Called Fuse pools, they essentially allow anyone to create a lending market for any asset and “create their own compound.” according to Jai Bhavani, the former CEO of Rari. Compound Finance was one of the very first crypto lending and borrowing marketplaces.
It was a novel idea, but very clearly fraught with risk.
Following the $80 million exploit, the communities involved came together to craft a response. The three options that emerged revolved around whether to make affected users whole, not make users whole, or offer an alternative.
The question was put to a vote on the DAO Snapshot voting platform.

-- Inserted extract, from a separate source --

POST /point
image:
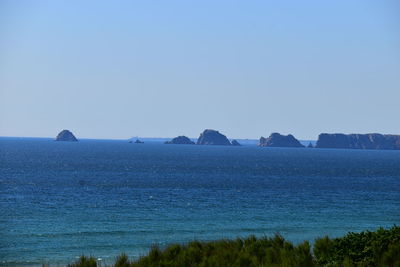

After the polls closed on May 16, the community had voted overwhelmingly in favor of refunding affected users, with around 34 million votes cast.
With the wishes of the community expressed and a direction established, the next steps were pretty clear, right?
A second vote on June 12 vetoed the original proposal to refund the hacked funds.
Rari member and key Tribe DAO contributor Jack Longarzo argued that May’s initial vote was unclear “about how this refund would be implemented.” (Tribe DAO is the result of the merger of the Rari and Fei protocols in December.)
About a week later, a third vote took place, asking essentially the same question: should the community reimburse victims of the Fuse hack? This time around, the community strongly voted against the idea.
Naturally, the revote drew heavy criticism with so much money on the table.
“There is some dramatic CeFi stuff, but this is a new low for DeFi,” tweeted Sam Kazemian, founder of Frax Finance. Frax was an early backer of Fei and Rari, and also lost an estimated $13 million in the hack.
Also, it looks like there was plenty of money to give the victims full payment. Kazemian cited additional data referenced during the discussions that showed the project would have plenty of money (and even more) to fully reimburse victims.
It is certainly complicated. But drama aside, there’s another obvious casualty here: DAO governance.
In reversing the original will of the community in that first May vote, Tribe DAO management essentially said “your first votes don’t count, because you didn’t vote for the outcome we want.”
And other than the damage to the reputation of those in leadership positions—which admittedly is worth its weight in digital gold in this industry—there is very little recourse for community members.
What can you do when you find out your vote doesn’t count?